Le contenu de l'enseignement de la rhétorique sera réparti entre la Grammaire générale et raisonnée - déjà cognitive, puisqu'elle se propose "l'analyse des sensations, des idées et des jugements, et des moyens de les exprimer avec exactitude " et les Belles-Lettres réduites à la lecture sensible d'œuvres littéraires (Marmontel). Nous n'en sommes encore pas si loin, l'avant-gardisme académique a simplement débordé le sensible par le pulsionnel.

Cette séparation est redoublée par la séparation entre les Lettres et les Sciences. Le ministre Fortoul, créant en 1852 le Baccalauréat ès sciences, déclarait : " Il serait chimérique de vouloir imposer aux esprits ordinaires, qui forment la majorité, l'obligation de mener de front les études scientifiques et les études littéraires ". En 1989, bicentenaire de la Révolution française, un autre ministre prononçait l'interdiction de fait, pour les élèves préparant un baccalauréat scientifique, d'étudier le latin. Le scientisme jacobin et le spiritualisme de la vulgate romantique s'accordent ainsi à créer deux " cultures opposées ", là où il n'y en a jamais eu qu'une.

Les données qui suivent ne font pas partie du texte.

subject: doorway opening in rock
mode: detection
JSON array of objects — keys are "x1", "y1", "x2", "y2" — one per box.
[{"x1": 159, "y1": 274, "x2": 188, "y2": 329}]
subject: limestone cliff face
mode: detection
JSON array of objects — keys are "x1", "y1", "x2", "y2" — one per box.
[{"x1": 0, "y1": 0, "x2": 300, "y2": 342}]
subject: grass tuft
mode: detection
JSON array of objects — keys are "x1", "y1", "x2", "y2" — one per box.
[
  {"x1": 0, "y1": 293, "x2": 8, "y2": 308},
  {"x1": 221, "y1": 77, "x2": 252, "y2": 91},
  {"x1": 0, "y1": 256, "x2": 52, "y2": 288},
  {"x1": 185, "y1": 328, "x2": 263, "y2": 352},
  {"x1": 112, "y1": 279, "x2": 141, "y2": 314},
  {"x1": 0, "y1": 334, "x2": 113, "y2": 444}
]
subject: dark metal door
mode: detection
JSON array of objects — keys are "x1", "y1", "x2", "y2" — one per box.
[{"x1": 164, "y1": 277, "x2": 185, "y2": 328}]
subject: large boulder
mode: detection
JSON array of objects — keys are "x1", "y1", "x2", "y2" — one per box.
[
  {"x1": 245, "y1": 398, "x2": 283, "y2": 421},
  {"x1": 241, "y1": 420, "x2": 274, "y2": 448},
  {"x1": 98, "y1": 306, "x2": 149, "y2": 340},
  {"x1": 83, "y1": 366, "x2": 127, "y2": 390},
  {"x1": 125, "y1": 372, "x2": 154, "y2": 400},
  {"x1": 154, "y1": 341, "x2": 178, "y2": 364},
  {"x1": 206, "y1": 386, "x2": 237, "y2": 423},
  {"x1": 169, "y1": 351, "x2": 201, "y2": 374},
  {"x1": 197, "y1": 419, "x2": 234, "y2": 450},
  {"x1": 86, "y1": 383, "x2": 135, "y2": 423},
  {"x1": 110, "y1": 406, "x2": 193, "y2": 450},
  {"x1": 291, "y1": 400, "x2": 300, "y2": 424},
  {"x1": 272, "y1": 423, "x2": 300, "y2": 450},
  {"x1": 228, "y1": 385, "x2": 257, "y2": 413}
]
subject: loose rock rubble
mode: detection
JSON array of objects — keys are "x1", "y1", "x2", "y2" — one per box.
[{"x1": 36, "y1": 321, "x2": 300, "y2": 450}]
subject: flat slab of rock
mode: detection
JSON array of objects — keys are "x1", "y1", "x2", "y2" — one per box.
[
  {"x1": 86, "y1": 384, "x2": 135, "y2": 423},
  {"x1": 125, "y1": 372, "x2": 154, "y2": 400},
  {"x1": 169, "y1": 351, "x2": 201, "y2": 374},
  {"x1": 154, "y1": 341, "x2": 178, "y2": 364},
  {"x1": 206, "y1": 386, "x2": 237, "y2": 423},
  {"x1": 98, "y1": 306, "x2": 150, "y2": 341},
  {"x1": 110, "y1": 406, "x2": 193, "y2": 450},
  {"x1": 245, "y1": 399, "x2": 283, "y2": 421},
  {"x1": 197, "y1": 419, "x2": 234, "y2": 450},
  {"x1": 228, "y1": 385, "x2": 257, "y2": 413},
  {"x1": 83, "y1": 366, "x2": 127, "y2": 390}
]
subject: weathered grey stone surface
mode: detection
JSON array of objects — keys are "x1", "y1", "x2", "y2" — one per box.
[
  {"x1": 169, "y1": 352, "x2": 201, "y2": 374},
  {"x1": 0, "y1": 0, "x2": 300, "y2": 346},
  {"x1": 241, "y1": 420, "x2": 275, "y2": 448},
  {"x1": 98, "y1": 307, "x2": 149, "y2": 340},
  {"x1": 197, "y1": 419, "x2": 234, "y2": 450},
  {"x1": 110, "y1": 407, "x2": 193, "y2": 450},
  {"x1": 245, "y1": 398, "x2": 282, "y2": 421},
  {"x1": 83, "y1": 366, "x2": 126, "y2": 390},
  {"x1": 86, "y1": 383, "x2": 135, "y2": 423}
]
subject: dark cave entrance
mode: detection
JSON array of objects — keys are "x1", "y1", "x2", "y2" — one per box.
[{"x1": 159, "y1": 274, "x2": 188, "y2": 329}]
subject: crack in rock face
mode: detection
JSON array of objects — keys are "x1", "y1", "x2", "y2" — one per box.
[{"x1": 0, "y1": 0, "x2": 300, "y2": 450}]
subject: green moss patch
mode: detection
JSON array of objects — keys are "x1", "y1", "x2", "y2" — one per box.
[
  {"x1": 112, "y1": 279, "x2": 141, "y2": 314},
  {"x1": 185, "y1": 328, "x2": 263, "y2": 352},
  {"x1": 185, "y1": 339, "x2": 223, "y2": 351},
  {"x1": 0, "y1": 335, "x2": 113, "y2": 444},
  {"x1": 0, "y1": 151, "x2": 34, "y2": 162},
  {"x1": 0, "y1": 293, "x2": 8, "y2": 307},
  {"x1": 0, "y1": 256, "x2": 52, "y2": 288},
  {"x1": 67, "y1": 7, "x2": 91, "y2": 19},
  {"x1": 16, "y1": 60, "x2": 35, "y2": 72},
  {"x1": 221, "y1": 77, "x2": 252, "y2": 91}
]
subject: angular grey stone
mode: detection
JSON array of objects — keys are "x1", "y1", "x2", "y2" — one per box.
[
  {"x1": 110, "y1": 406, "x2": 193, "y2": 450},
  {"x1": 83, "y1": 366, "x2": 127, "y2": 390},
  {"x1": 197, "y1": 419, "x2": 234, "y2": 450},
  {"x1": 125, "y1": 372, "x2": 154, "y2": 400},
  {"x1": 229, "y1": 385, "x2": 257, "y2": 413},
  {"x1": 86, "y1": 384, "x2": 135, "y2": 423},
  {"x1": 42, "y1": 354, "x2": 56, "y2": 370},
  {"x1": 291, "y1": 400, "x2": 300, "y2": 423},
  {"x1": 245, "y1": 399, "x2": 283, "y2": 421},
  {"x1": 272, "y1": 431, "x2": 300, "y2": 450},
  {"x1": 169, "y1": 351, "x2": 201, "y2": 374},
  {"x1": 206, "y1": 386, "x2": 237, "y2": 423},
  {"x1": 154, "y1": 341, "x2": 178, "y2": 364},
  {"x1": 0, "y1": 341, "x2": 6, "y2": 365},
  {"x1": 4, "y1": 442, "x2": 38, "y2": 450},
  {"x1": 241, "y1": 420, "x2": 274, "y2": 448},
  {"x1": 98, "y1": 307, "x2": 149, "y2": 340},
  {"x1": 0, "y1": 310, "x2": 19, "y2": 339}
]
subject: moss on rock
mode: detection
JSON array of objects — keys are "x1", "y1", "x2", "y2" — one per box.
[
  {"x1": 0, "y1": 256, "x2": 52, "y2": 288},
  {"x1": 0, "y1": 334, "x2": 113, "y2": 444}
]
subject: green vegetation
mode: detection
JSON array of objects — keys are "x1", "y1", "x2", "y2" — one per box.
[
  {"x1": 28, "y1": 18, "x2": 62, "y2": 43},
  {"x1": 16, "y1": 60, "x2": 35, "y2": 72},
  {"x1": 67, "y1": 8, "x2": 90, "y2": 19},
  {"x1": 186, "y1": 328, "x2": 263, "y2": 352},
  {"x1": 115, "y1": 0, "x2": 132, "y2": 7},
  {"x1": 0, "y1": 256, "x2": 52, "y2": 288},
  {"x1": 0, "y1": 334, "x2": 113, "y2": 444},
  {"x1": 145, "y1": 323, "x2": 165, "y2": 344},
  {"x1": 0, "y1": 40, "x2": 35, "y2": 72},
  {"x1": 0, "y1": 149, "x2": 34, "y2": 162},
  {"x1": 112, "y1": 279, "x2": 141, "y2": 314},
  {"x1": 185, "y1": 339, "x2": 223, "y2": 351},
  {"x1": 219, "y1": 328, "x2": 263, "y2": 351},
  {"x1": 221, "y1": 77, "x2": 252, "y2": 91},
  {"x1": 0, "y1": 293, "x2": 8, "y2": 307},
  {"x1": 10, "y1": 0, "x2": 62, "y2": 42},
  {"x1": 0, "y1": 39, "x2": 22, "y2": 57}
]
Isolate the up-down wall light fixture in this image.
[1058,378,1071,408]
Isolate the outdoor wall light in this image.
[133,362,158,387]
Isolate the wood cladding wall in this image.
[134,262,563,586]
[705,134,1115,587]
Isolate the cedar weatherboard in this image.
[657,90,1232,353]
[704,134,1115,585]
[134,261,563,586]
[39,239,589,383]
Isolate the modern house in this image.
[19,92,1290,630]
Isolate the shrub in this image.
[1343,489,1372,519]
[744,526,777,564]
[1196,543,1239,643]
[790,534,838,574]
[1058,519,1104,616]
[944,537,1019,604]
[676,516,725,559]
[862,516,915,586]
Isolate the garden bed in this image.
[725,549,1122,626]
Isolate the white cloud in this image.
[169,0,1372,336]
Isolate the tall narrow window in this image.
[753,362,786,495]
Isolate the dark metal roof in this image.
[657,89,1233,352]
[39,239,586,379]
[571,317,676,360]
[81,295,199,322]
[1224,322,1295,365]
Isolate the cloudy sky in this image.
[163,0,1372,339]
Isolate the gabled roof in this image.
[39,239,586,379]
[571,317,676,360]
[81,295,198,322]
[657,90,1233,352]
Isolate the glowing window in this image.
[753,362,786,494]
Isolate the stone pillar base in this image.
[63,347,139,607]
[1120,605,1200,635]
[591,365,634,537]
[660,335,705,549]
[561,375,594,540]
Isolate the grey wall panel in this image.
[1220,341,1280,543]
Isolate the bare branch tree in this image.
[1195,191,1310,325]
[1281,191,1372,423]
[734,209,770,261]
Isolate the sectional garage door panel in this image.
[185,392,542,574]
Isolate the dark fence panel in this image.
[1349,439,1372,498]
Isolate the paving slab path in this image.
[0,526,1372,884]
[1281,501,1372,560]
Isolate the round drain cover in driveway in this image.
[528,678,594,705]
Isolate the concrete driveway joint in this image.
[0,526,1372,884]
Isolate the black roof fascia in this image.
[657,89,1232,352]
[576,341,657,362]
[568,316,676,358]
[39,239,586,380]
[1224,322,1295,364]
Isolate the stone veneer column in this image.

Transposée dans le domaine propre des lettres, cette fausse querelle remet indéfiniment en scène un conflit moliéresque entre les honnêtes gens et les pédants, ou pire encore, les spécialistes. Les sciences du langage n'ont jamais eu bonne presse dans l'establishment littéraire : souvenons-nous des éloges assassins de Jean Hytier à Leo Spitzer. Le bon ton académique s'offusque de l'érudition, s'effare de la technicité, surtout quand elles osent s'acoquiner avec l'enthousiasme intellectuel.
De nos jours encore, au sein des disciplines littéraires, la séparation entre linguistique et littérature semble insurmontable à certains, comme si la littérature n'était pas un art du langage. Antoine Compagnon affirme ainsi : "Historicisme et formalisme réduisent la littérature à la non-littérature : l'histoire et le langage" (Dictionnaire des genres et notions littéraires, 1997, Paris, Albin Michel, p. 417, s.v. Critique). Ce geste de refus se répète régulièrement : le pamphlet de Pavel, Le mirage linguistique (1989) conduit à dénoncer dix ans plus tard Le Démon de la théorie - et à faire l'éloge du sens commun (cf. Compagnon, 1999).

Le préjugé académique devenu sens commun s'appuie notamment sur le conformisme nécessaire aux concours. Alors que l'agrégation a été fondée sous Louis XV pour pallier l'expulsion des Jésuites, depuis sont apparues maintes disciplines " sans concours " comme la linguistique, l'anthropologie, la psychologie ou la sociologie. Leur place dans les études littéraires reste naturellement fort discrète.

La critique cependant s'est bien accommodée d'une confortable indigence : ayant négligé sa dimension critique à l'égard de son objet comme à son propre égard, elle ne trouve ni son objet, ni corrélativement son langage, car elle ne parvient pas à définir la distance qui les sépare. Elle devient alors un discours littéraire, quelque peu fusionnel, sur la littérature, qui culmine dans le Rimbaud, le fils, de Pierre Michon, bon roman dont le personnage principal se prénomme Arthur. En temps ordinaire, elle s'étend sur les monotones idéalités qui ont remplacé les textes : la Littérarité, le Style, le Lecteur, l'Auteur, l'Inconscient du texte, l'Intertexte, le Corps - simple inversion de l'Esprit absolu.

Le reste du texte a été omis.